Uma redefinição de poderes da ciência e da tecnologia, que devem encontrar caminhos para o seu desenvolvimento que respeitem o meio vivo e proceder a um auto-controle de todas as aplicações que possam ameaçar a vida, o meio ambiente e o conhecimento tradicional de vários grupos culturais.

O preço da sobrevivência é a conseqüência de uma revolução fundamental e da emergência de valores qualitativos, em oposição às estruturas quantitativas e destrutivas que existem hoje.

Resumindo, é necessário facilitar o aparecimento de uma nova consciência através da qual o homem poderá encontrar a plenitude de seus direitos ligados à sua dignidade de ser vivo, num quadro de solidariedade e responsabilidade que compromete cada Estado, cada grupo social e cada indivíduo.

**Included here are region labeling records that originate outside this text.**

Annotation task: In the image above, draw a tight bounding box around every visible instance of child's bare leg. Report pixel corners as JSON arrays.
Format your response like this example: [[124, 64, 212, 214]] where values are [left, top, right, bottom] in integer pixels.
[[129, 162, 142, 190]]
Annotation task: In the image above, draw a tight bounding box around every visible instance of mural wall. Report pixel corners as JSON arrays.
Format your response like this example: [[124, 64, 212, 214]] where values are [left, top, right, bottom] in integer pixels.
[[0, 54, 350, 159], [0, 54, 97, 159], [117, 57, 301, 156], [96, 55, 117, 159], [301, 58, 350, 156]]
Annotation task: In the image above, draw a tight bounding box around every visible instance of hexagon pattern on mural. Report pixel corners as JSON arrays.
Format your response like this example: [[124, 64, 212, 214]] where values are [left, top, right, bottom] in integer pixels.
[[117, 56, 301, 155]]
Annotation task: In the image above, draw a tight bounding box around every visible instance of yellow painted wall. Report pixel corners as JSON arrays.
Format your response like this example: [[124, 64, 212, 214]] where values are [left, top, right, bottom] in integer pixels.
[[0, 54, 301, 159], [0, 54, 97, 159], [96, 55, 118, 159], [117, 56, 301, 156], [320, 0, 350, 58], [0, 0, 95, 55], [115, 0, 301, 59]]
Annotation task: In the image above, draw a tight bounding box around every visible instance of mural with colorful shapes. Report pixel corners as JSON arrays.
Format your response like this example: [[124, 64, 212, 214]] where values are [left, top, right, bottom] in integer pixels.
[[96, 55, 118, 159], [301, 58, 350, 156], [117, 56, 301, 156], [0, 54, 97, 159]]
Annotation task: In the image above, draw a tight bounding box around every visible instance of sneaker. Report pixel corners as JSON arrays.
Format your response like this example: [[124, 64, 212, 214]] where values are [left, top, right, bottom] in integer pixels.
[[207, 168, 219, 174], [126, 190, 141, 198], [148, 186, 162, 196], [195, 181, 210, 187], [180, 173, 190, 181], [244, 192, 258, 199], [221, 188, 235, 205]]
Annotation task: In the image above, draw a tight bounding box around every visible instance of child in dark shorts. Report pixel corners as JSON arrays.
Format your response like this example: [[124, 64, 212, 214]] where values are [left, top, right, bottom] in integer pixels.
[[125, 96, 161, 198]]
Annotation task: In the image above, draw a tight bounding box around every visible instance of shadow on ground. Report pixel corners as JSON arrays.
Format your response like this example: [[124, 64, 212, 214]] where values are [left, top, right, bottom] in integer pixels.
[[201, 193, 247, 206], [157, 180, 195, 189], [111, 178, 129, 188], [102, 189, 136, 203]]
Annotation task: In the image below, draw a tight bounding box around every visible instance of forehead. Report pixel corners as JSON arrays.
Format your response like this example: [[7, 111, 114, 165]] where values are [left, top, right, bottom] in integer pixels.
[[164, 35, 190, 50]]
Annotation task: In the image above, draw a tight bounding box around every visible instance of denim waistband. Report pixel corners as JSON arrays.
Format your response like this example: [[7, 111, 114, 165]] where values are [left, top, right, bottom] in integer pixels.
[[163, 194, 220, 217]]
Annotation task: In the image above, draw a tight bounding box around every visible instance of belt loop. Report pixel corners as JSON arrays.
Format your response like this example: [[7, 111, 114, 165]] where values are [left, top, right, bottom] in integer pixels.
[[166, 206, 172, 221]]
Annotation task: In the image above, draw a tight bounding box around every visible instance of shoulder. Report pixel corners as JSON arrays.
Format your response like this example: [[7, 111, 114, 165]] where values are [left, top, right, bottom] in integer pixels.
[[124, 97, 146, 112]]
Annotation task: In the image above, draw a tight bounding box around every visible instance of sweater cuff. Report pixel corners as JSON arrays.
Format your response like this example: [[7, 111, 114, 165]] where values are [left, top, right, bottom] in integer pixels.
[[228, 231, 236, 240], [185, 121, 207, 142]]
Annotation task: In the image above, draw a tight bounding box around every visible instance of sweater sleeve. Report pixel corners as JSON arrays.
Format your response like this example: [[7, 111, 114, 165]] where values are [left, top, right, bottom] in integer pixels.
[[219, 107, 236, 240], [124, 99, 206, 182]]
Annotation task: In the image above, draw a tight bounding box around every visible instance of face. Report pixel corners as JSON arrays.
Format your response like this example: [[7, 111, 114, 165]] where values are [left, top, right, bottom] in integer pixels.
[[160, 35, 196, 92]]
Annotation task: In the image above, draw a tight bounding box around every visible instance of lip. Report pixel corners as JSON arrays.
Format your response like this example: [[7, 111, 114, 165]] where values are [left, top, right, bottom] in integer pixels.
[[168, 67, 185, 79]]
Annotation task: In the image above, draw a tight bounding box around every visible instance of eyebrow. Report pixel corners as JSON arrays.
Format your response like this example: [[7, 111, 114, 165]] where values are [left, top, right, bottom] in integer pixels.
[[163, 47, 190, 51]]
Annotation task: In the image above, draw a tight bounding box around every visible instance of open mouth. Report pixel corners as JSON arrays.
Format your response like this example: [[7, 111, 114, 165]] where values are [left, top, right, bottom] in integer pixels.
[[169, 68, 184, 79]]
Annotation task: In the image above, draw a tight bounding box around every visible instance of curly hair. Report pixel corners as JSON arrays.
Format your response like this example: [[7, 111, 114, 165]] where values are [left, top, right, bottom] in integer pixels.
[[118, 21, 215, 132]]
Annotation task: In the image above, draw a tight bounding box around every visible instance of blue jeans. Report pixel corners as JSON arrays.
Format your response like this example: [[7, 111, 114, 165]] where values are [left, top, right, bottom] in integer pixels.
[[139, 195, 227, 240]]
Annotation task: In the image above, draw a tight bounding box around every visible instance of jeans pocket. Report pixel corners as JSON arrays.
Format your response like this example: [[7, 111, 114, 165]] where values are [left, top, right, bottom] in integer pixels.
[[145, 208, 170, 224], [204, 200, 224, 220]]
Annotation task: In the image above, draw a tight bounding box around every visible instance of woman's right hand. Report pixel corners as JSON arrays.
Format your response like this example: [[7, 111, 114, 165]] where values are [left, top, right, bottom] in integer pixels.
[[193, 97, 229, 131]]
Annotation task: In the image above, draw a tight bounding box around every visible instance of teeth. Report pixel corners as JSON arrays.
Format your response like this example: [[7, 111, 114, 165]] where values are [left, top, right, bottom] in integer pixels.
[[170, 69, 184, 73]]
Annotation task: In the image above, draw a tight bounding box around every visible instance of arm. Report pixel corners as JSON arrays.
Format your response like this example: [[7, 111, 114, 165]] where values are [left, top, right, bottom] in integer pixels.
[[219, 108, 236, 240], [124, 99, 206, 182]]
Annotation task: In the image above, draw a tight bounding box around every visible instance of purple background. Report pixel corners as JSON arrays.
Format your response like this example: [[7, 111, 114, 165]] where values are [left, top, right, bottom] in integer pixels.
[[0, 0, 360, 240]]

Um dos caminhos para se chegar a essa consciência redentora exige uma análise global, holística, da evolução das idéias e das práticas, das explicações e dos entendimentos, no curso da história da humanidade.

Em conclusão, devemos atingir uma transformação radical de nossos modelos de desenvolvimento, de educação e de civilização. Um reconhecimento e um respeito para a pluralidade dos modelos, das culturas, das espiritualidades e das diversificações sócio-econômicas.

 

REFERÊNCIAS BIBLIOGRÁFICAS

D'AMBROSIO, U., 1988. Alleviating Underdevelopment, Poverty and Hunger: The Moral Dimension. In: Proceedings of the Thirty-Eighth Pugwash Conference on Science and World Affairs (Dagomys, URSS, 29 August — 3 September 1988), pp. 546-550, London: Pugwash.        

_____, 1989. Free Will, Creativeness and Survival. In: Vancouver Declaration, (D. MacLaren, ed.), Final Report of the Unesco Symposium on Science and Culture for the 21st Century: Agenda for Survival, Vancouver 10-15 September 1989, pp. 103-107, Ottawa: Canadian Commision for Unesco.        

_____, 1991. Cooperation in Science and Technology for Development. In: Towards a Secure World in the 21st Century (J. Rotblat & F. Blackby, eds.), pp. 323-325, London: Taylor and Francis Ltd.        

MACY, M. (ed.), 1989. Solutions for a Troubled Word. Boulder: Earthview Press, Inc.